Nouvelles découvertes et technologies

Préservation exceptionnelle d'embryons de dinosaures

Une découverte remarquable a été annoncée récemment : celle d'un embryon de dinosaure parfaitement préservé, datant d'au moins 66 millions d'années. Cet embryon, fossilisé dans sa position de préparation à l'éclosion, offre un aperçu unique sur le développement embryonnaire des dinosaures et leurs liens avec les oiseaux modernes.

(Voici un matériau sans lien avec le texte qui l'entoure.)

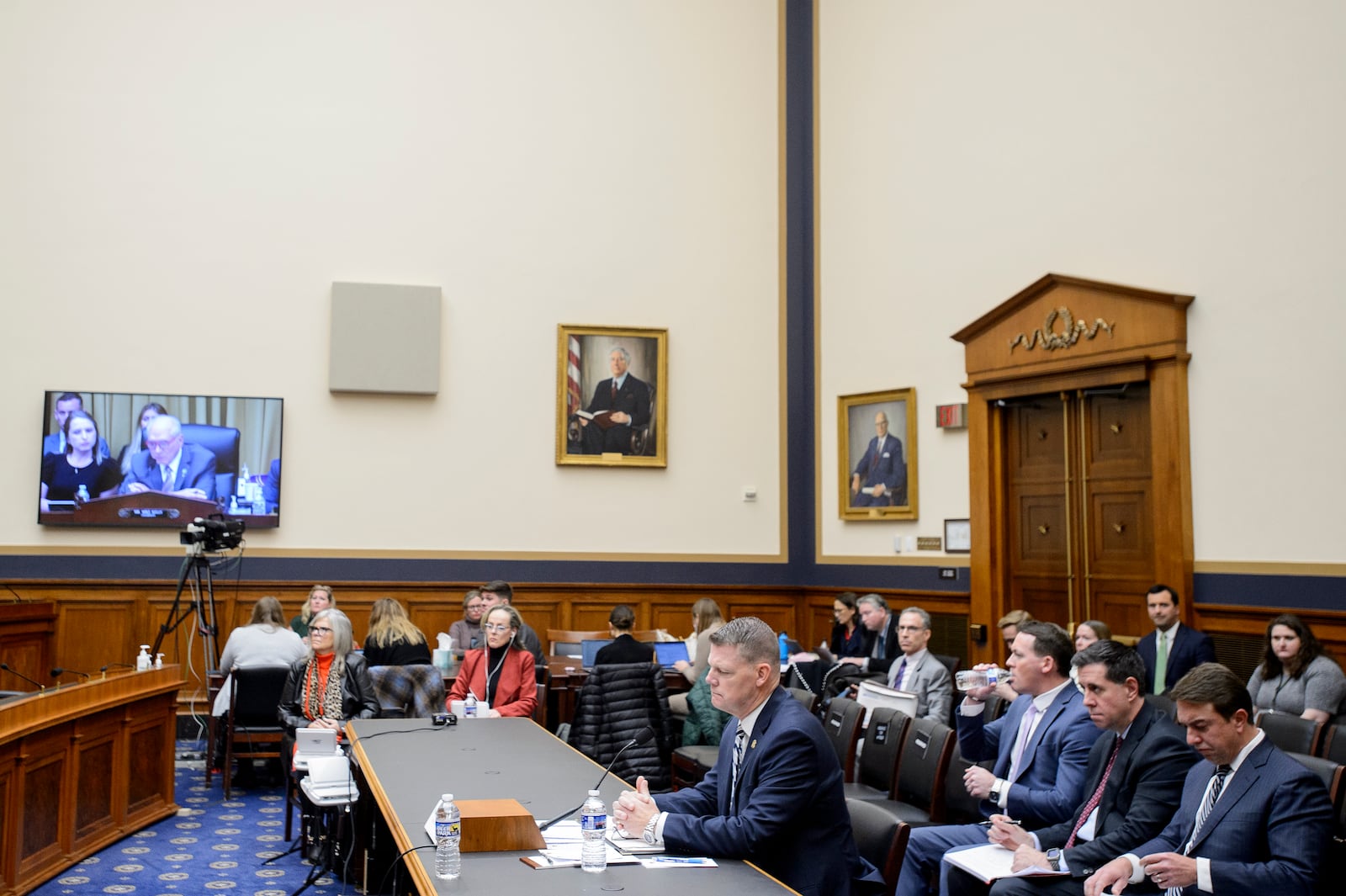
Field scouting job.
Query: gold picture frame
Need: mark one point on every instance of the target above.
(601, 424)
(878, 482)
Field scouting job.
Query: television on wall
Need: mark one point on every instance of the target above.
(151, 459)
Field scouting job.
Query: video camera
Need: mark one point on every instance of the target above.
(213, 534)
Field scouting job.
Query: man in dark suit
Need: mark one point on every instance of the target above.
(66, 404)
(626, 402)
(1041, 747)
(1134, 779)
(1181, 649)
(623, 649)
(881, 478)
(1252, 821)
(774, 797)
(885, 647)
(172, 466)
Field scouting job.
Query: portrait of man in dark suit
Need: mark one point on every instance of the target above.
(610, 397)
(878, 455)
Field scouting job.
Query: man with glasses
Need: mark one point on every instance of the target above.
(172, 466)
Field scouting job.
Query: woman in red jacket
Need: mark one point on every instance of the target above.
(502, 673)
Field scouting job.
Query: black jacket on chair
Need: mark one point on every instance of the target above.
(616, 702)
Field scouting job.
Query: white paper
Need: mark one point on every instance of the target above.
(991, 862)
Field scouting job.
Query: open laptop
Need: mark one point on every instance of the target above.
(590, 647)
(311, 743)
(670, 651)
(330, 778)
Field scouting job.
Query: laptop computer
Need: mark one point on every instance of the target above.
(314, 741)
(670, 651)
(330, 778)
(590, 647)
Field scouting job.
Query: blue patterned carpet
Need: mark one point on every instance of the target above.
(212, 846)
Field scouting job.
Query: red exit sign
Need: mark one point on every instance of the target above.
(951, 416)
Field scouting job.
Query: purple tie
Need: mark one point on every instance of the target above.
(1022, 743)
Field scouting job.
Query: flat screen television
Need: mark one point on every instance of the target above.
(151, 459)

Progrès dans l'analyse cellulaire unique

La technologie dite du "single cell" (cellule unique) a révolutionné la biologie cellulaire et la recherche sur le cancer. Cette approche permet d'analyser des cellules individuellement, offrant une résolution inégalée pour comprendre les mécanismes cellulaires et l'hétérogénéité des tissus.

L'échantillon d'une tumeur peut ainsi être analysé cellule par cellule, de son prélèvement à son séquençage, en passant par la préparation et l'analyse des données. Cette approche pluridisciplinaire, impliquant médecins, biologistes, bio-informaticiens et statisticiens, permet de comprendre pourquoi une tumeur émerge et résiste aux traitements.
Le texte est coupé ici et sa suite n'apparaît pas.